A DOCTOR who did not tell his employers he had been suspended by the General Medical Council and continued to work was found guilty by a jury yesterday.
The jury at Teesside Crown Court took a little more than an hour to return guilty verdicts on Dr Michael Donnelly, 53, who had denied charges against him.
The court had previously heard the 53-year-old was escorted from Holme House Prison, in Stockton, when the authorities learned that he had been suspended for 18 months for suspected "repeated dysfunctional and dishonest behaviour".
Stephen Ashurst, prosecuting, said Donnelly was earning £46,000-a-year on a temporary one-year contract from September 1999, at the prison medical centre, and £25-an-hour for a day's work at the Northern Slimming Clinic, in Stockton, from February 2000.
He failed to notify them that he was suspended for 18 months on August 31, 2000, and applied for a permanent medical officer's post at Holme House with the prison service in October 2000.
He attended the London suspension hearing of the GMC's Interim Orders Committee on August 31, 2000.
He told the court that he thought because he had appealed against the decision he did not have to inform his employers of the suspension and that the suspension did not come into force until the appeal process was exhausted.
Mr Ashurst said: "He continued to work for both organisations and to retain his fees.
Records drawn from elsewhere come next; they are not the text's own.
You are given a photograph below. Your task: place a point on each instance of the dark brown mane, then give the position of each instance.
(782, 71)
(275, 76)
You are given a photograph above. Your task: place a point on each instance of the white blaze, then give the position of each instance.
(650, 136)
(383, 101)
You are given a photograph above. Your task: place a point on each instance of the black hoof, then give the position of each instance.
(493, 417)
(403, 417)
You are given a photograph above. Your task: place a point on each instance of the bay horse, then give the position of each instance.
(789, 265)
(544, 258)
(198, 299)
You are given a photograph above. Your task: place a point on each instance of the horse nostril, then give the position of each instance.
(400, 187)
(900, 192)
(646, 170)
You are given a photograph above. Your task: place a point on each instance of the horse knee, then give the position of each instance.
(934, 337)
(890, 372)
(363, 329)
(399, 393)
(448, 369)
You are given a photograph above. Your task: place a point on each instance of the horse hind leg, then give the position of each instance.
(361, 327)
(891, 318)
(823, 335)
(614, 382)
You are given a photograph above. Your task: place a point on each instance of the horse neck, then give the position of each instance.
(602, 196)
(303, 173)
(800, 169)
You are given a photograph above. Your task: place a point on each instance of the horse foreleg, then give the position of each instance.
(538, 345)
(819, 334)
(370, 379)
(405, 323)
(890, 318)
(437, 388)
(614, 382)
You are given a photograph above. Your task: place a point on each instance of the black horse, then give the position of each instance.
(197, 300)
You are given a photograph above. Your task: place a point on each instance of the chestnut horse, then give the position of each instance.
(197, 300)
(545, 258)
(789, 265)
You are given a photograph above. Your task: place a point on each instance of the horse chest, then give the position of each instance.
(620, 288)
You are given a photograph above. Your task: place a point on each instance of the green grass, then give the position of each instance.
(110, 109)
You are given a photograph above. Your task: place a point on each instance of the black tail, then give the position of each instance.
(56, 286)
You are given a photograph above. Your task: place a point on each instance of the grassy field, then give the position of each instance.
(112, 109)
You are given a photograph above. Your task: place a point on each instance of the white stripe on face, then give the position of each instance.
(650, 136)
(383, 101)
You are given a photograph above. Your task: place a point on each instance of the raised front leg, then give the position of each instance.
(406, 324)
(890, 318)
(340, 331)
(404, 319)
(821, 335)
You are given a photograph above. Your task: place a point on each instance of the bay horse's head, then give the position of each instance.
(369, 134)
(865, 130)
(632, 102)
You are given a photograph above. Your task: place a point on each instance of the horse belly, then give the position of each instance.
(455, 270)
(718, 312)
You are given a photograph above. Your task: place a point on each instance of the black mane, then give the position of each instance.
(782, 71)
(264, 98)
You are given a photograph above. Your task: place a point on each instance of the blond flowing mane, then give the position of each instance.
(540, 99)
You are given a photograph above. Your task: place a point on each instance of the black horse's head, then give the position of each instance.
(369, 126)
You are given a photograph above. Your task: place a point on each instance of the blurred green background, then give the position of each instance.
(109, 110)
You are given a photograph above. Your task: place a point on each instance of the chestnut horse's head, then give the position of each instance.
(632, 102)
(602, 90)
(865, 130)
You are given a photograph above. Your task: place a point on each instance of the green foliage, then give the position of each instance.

His motive was clear. If he had told the truth he knew his employment would have been in jeopardy and he would lose his income."
Donnelly, of Demesne Court, Wolsingham, County Durham, denied two charges of obtaining a pecuniary advantage and one of attempting to do so between August 2000 and June last year.
Judge George Moorhouse told Donnelly the case would be adjourned for the preparation of pre-sentence reports and warned him that custody would be an option considered by the court. He was released on bail.